Мне досадно и горько, хочется вернуться в реальный мир, одеться и пойти развеяться в ночь. Но я почему-то остаюсь в дурацком воспоминании и иду гулять там.

Направляясь назад, достигаю ближайшего перекрестка и сворачиваю в сторону. Поблизости больше не ходит транспорт, не видно спешащих по домам прохожих, отсутствуют даже птицы и разгоняемая ветром опавшая листва. Прямо как в «Grand Theft Auto», где вся движуха происходит исключительно вокруг главгероя. То есть где-то там по-прежнему идет и разговаривает сама с собой в окружении вечерней городской суеты Алина; я же бреду в то место, которое видел в реальности лишь мимоходом и которое выполняло роль не более чем фоновой декорации к нашему променаду.

Улица мертва, и единственный звук на ней создают мои шаги. Дорога делает впереди поворот. По мере моего приближения к нему я неожиданно замечаю в полутьме за углом дома нечто неописуемо странное. Там притаилась неестественная, разительно выделяющаяся на фоне всего остального… щель. Громадная щель безотносительной пустоты, в которую достаточно резко переходит фасад здания передо мной. И чем ближе я подхожу, тем шире она становится, полностью занимая все пространство слева и бесконечно распространяясь оттуда в остальные стороны. Это сюрреалистичное, фантастическое зрелище поражает меня до глубины души.

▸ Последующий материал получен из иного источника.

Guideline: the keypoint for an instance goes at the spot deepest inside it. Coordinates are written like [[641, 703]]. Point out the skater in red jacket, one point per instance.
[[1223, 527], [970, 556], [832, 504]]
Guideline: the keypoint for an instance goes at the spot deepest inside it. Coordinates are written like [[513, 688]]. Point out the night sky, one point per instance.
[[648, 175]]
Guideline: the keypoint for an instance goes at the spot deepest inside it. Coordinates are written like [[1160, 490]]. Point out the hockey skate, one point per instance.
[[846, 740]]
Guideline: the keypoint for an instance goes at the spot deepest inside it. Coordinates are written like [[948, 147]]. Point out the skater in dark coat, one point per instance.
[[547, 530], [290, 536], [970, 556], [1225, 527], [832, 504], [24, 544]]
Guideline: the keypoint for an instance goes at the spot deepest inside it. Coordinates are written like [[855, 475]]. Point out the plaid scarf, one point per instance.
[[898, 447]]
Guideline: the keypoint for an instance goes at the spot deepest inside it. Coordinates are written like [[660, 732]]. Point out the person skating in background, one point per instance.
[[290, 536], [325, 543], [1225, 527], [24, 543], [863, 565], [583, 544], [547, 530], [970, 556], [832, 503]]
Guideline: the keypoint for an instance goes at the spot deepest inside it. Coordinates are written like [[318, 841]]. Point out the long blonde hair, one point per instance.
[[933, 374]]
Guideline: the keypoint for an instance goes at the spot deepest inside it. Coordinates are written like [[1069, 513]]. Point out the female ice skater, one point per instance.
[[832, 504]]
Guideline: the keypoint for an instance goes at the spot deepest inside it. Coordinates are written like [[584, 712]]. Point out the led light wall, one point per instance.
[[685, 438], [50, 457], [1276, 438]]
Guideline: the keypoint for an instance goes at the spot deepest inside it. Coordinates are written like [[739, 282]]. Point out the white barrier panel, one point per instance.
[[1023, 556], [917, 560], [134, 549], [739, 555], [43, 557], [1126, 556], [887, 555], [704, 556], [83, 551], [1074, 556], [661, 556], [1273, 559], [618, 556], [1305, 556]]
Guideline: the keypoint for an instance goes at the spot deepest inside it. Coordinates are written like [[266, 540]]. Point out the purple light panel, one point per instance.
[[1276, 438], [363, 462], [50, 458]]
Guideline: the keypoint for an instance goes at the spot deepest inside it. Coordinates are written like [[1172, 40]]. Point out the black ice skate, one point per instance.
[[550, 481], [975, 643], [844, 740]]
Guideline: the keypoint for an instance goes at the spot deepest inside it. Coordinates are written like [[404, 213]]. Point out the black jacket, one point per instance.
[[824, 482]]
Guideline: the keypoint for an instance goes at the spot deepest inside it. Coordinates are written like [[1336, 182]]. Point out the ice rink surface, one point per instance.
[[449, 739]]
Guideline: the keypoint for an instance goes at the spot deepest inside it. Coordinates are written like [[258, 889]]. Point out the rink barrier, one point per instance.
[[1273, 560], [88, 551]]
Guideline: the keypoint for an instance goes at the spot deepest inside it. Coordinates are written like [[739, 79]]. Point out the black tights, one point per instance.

Я от природы не очень сообразительный (путешествовать в прошлое хотел, ага), но в тот момент сразу понял, что нечаянно наткнулся на своего рода «слепую зону» — область проекции, которую мозгу было попросту нечем заполнить. Я ведь за этим углом никогда в реальности не был, и мне неоткуда было знать, какой за ним открывался вид. Вот если бы я действительно переместился в описываемые время и место, то мог бы, бесспорно, пойти куда мне заблагорассудится, и о каких-либо выпавших в никуда частях пространства не было бы речи. Да и об этой «лангольерской» безжизненности тоже.

Абсолютная пустота (еще один мой термин) была напрочь лишена цвета и объема, хотя ахроматичной или плоской тоже не являлась. Она вроде не была освещена, но и с темнотой ничего общего не имела. В пустоте ровным счетом ничего не происходило — я всматривался в нее до посинения, чтобы убедиться в этом. И при всем том статичной ее тоже нельзя было назвать. Она не издавала различимых звуков, однако мне всегда казалось, что из нее исходили какие-то неосязаемые вибрации.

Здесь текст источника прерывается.